In der Taurus-Molekülwolke ließ sich dann das bittermandelartig riechende Benzonitril und etwas Aceton (Nagellack) nachweisen, und auch ein wenig Acetaldehyd, ein Alkoholabbauprodukt, das maßgeblich für den ‘Kater’ verantwortlich ist. Bekanntlich hilft gegen letzteren ja ein großes Glas Wasser – und auch das findet sich im Weltall reichlich: So enthält etwa die Gaswolke Lynds 1544 im Sternbild Stier Wasserdampf, der etwa das Volumen von 2.000 Ozeanen auf der Erde ausfüllen würde!
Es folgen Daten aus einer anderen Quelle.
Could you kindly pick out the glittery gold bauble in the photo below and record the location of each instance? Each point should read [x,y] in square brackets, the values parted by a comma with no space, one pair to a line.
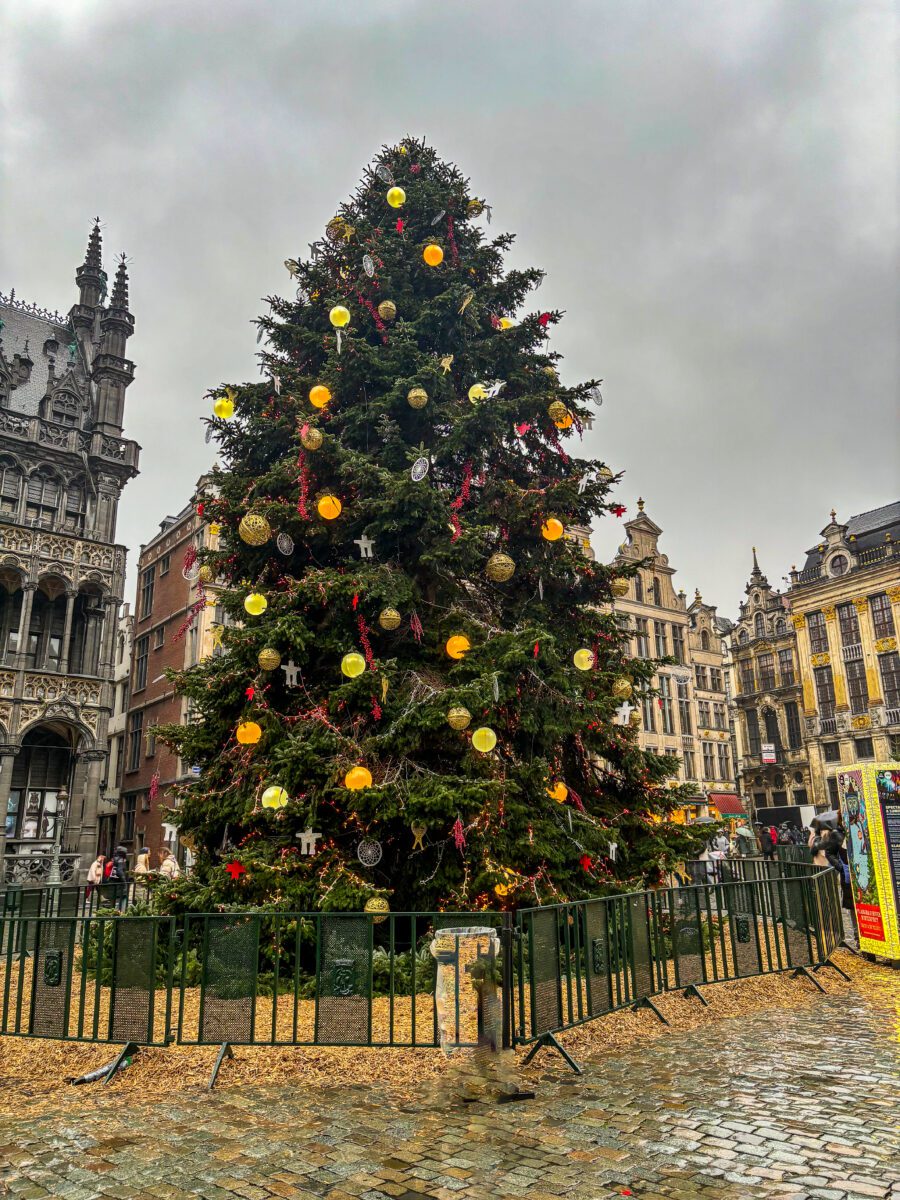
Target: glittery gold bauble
[377,905]
[499,568]
[389,618]
[255,529]
[459,718]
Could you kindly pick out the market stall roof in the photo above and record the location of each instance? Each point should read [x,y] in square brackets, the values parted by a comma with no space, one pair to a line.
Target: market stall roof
[727,803]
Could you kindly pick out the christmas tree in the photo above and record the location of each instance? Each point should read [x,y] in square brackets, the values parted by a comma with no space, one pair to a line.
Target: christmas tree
[423,694]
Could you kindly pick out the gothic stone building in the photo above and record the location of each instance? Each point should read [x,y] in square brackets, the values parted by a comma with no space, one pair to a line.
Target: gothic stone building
[63,466]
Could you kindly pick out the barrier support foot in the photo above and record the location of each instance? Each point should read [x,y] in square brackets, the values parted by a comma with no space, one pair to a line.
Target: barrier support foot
[225,1051]
[834,966]
[646,1002]
[127,1051]
[547,1039]
[808,975]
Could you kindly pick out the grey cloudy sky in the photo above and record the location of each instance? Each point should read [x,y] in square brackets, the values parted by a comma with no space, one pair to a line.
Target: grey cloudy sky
[711,185]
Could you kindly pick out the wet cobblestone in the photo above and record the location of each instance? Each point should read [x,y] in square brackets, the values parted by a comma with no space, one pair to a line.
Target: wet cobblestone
[793,1104]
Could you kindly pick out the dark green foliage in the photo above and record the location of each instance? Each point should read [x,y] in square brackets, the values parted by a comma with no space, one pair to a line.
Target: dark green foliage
[498,469]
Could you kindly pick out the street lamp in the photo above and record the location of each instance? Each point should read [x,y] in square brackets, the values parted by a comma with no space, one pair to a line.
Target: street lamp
[61,807]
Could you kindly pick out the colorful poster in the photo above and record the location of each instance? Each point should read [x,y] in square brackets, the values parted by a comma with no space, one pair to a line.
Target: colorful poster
[870,804]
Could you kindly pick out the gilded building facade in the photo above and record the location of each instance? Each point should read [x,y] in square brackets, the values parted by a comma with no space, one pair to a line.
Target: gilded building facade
[845,612]
[689,717]
[64,463]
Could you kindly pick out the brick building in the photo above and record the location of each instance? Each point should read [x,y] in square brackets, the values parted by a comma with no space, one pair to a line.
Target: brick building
[166,594]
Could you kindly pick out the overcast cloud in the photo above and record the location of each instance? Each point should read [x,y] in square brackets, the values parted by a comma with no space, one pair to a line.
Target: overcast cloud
[711,185]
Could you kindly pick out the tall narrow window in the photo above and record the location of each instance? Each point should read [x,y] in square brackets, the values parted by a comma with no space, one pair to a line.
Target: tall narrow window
[817,633]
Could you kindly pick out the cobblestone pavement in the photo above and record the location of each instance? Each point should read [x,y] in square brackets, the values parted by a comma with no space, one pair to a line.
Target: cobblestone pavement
[789,1103]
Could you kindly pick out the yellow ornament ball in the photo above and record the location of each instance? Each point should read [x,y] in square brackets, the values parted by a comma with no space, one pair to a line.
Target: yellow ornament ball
[329,508]
[459,718]
[459,646]
[389,618]
[249,733]
[358,778]
[275,797]
[353,664]
[484,739]
[378,909]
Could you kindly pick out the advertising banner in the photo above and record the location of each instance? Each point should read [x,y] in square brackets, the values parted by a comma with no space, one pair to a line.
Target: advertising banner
[870,804]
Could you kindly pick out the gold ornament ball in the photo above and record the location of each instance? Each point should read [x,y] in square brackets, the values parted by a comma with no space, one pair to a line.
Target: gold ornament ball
[378,907]
[459,718]
[275,797]
[484,739]
[329,508]
[255,529]
[459,646]
[249,733]
[389,618]
[256,604]
[353,664]
[358,778]
[499,568]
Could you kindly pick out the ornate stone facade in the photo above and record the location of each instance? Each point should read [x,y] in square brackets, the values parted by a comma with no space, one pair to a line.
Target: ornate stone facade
[63,466]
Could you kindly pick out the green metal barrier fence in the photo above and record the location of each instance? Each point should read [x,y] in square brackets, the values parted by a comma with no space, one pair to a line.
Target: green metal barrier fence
[256,978]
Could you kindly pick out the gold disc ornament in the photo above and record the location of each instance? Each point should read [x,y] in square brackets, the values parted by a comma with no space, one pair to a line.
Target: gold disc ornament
[459,718]
[499,568]
[255,529]
[389,618]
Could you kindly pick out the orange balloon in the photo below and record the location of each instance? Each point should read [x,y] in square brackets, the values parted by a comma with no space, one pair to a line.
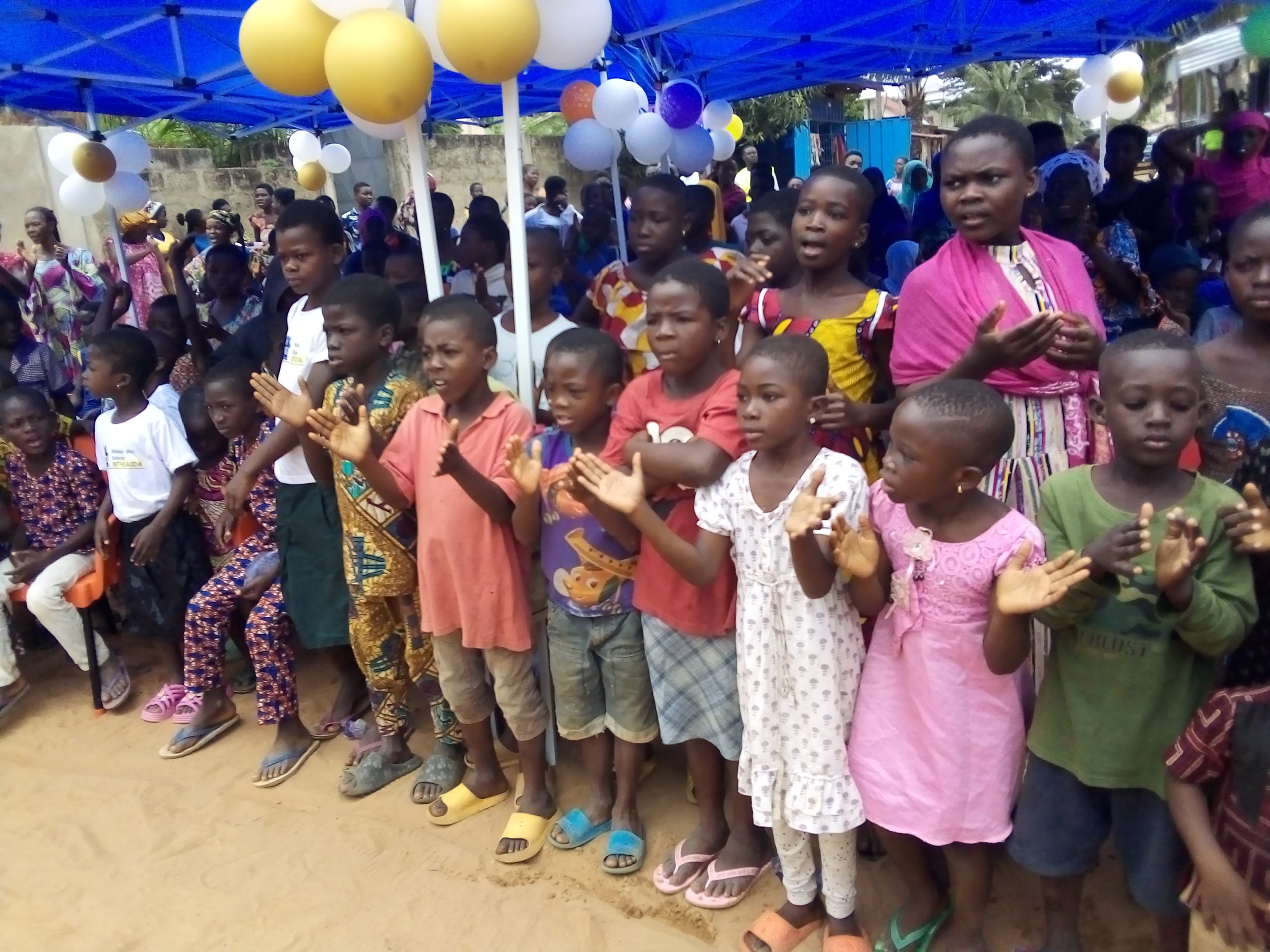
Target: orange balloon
[575,102]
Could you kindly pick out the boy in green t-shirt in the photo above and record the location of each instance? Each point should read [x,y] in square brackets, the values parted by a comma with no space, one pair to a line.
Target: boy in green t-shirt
[1136,648]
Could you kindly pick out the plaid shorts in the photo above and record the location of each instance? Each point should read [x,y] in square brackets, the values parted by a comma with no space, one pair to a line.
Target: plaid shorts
[695,686]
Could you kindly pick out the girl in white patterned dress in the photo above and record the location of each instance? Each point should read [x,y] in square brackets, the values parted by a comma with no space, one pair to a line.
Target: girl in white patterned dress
[798,638]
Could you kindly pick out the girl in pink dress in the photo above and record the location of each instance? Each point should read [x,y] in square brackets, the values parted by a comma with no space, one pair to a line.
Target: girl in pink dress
[938,742]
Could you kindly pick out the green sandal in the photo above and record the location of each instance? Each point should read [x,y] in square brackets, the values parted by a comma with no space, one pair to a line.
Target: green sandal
[919,940]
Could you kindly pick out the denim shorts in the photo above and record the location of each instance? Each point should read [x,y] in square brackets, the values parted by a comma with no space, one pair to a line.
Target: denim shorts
[1061,824]
[600,676]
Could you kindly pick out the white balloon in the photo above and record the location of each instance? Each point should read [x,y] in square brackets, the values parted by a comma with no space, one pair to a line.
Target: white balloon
[62,148]
[648,139]
[1096,70]
[574,32]
[1126,60]
[126,192]
[305,146]
[691,150]
[717,115]
[724,145]
[618,103]
[341,9]
[588,146]
[131,151]
[80,197]
[1090,103]
[336,159]
[426,19]
[1124,111]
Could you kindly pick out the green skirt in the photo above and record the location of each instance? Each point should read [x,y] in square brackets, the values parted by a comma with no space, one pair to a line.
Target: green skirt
[312,551]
Und da wird es dann etwas schwierig, denn auf einen erfrischenden Schluck Lynds-1544-Wasser müssen wir wohl auf absehbare Zeit verzichten: die Wolke ist ganze 450 Lichtjahre von der Erde entfernt und die Moleküldichte auch hier kaum ausreichend, um mal schnell ein Fläschchen abzufüllen. Dann also doch lieber Glühwein oder Punsch auf dem dicht gepackten Weihnachtsmarkt – und eine schöne, friedliche Adventszeit!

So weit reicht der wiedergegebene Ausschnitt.